There's bad businesses, but I don't think that's most businesses.
But in my experience, companies tend to look down at issues which affects customers, but don't affect the company directly, the risks are understood perfectly, but the choice almost always is "we will be as negligent with our customers as we can be, no matter if our customers die".
An old example which features "no matter if our customers die" is the Ford Pinto[1].
Fortunately, there is not a current example as fatal as the Ford Pinto, but the practice to overlook what affects customers remains in effect. At the end of the day, Risk Assessment is just a way to say "what matters to partners and investors", which is was what I tried to summarize with my previous point of "only <s>money</s> profits matters".

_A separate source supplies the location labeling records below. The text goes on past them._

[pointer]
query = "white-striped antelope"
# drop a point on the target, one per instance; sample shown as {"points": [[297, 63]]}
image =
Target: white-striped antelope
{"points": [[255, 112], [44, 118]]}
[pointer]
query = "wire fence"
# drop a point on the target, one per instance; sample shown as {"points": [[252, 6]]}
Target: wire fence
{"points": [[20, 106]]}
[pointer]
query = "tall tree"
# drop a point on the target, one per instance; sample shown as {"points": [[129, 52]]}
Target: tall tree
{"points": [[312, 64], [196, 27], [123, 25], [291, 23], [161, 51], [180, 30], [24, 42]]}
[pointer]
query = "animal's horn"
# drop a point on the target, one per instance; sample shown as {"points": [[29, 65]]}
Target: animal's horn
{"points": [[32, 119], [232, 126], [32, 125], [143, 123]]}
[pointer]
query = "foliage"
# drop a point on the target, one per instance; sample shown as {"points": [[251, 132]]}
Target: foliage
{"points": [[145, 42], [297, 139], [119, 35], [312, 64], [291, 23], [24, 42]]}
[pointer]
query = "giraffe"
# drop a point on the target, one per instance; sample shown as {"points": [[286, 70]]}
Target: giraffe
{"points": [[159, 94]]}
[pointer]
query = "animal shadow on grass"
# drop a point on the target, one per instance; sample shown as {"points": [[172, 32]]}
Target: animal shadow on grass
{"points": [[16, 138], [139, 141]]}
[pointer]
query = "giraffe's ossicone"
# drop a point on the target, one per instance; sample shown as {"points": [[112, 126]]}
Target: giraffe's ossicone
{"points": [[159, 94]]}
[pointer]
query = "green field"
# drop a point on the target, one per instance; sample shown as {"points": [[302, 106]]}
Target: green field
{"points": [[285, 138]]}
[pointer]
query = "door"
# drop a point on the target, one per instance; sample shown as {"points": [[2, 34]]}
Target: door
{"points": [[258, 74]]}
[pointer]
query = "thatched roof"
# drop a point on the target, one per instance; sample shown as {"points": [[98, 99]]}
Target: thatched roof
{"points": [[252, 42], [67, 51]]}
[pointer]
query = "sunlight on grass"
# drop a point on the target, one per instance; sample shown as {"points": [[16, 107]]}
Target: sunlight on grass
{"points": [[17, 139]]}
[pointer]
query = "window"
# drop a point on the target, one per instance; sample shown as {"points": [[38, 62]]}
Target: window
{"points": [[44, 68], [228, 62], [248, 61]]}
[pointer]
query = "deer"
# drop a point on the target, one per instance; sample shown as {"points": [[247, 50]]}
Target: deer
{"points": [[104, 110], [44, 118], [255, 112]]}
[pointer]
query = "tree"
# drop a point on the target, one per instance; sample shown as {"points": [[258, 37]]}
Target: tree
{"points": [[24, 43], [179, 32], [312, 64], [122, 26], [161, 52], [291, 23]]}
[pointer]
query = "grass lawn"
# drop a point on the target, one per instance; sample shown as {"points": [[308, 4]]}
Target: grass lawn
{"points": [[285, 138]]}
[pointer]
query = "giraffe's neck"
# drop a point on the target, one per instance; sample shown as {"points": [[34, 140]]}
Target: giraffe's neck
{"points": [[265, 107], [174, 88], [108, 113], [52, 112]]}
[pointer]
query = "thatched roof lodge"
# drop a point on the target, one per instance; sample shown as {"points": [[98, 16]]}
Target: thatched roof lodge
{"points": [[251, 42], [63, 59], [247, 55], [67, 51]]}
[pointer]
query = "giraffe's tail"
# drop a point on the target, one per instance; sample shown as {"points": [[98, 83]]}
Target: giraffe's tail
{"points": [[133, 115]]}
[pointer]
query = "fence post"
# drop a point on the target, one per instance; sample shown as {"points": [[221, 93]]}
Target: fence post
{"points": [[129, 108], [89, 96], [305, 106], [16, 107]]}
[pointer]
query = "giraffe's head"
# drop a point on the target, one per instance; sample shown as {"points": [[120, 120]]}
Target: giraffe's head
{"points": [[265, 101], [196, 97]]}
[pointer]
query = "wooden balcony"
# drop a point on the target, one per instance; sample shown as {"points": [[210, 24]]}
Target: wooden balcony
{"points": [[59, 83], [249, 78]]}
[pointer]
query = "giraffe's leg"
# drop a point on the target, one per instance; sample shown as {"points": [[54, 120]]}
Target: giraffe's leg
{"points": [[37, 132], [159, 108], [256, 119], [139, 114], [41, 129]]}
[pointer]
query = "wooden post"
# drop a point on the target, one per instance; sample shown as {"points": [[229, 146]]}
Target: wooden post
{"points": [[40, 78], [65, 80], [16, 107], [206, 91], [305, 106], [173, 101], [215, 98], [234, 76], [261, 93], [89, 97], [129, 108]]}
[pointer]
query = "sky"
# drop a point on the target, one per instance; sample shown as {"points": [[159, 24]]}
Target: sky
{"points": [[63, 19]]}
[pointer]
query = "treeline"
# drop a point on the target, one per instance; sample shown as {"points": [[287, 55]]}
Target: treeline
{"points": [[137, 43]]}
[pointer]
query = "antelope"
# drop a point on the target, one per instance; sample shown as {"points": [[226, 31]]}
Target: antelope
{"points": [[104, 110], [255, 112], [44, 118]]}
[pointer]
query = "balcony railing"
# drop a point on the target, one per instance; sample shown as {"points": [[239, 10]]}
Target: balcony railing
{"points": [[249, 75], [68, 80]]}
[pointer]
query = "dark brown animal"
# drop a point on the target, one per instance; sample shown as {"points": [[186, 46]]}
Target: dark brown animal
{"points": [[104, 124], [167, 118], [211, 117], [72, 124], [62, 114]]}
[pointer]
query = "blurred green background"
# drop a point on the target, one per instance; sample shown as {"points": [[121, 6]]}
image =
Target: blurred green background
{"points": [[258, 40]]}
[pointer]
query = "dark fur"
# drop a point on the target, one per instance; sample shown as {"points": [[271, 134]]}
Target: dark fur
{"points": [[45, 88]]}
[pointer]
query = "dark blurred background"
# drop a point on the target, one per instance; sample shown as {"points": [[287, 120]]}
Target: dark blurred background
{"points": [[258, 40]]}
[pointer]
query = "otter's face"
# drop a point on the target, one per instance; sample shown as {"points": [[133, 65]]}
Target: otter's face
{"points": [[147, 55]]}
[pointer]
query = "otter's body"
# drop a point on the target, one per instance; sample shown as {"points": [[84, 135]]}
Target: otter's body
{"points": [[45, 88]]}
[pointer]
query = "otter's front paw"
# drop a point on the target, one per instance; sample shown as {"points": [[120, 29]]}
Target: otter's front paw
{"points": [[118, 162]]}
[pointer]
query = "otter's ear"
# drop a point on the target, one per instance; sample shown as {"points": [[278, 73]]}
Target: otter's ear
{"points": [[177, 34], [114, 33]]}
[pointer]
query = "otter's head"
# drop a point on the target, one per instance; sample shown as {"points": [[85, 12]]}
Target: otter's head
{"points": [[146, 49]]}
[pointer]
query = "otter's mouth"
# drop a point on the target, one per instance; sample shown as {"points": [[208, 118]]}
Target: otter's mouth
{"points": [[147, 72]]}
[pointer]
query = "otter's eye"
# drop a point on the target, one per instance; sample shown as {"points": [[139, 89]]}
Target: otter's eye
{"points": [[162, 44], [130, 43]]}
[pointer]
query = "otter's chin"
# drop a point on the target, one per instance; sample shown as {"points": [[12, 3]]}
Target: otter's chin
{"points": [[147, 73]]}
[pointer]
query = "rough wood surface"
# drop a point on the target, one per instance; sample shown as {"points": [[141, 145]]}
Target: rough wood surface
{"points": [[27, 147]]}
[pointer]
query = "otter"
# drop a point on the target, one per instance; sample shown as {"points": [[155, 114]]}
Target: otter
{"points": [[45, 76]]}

The Takata airbag and GM ignition switch issues are comparable, IMO.
"If the air bag housing ruptures in a crash, metal shards from the air bag can be sprayed throughout the passenger cabin—a potentially disastrous outcome from a supposedly life-saving device."
We had Windows XP Systems that had explorer.exe crashing randomly when specific Users ran Outlook 2003, the release of SAP GUI we used and the release of SnagIt we had licensed at the same time. These crashes only occured when the users had all 3 programs running at the same time. The programs did not talk to each other in the sense you think of.
It did not depend on the hardware installed, so we suspect it was something in the roaming profile of the specific user, but we never figured out what it was. Perhaps a registry key related to some shell extensions? In the end we cycled those people through various PCs, deleted the temporary and configuration files several times till they could work again.
Today, with "agile" being popular, that specification almost certainly is implicit, and it _was_ in the heads of both parties when they were writing the systems (but probably not completely; if both parties fully understood the protocol, chances are there would be little reason to look into it).
Also, the heads the specification _was_ in may have left the company.
But I agree that "closed source" most of the time is only a small part of the problem. Having the source of your shell script that talks to my perl script helps, but only a bit.
As someone who has worked in various agile ways, I can assure you that agile certainly does not mean "do not provide your users with explicit specification of a public api".
In the Agile manifesto (1), the phrase "we value ... Working software over comprehensive documentation" refers to the big upfront waterfall design and architecture documents that precede implementation and are usually obsolete before the software is working.
If you are working in an agile way and you find that your system's behaviour is under-specified to people trying to use it, then you have a problem, and agile methods encourage you to change your ways of working to fix the problem. For instance, by providing sufficient specification with each piece of working software. See: Definition of Done (2)
You could however just be using "agile" to mean something else such as "lazy", "sloppy", "hasty" or "inexperienced".
Such a "spec" would not be able to describe how systems interact: protocols, failure modes, SLAs, etc. In other words, the kinds of things you want specified when engineering a system. These are also specs
It seems to me that engineers from the relevant companies ought to be able to get together, talk over the problem and figure out which of those is the case, even if they're not looking at the same source code.
In any case, a well-defined spec/API is critical to effective integrations between pieces of software maintained by different teams, even if both components are open source.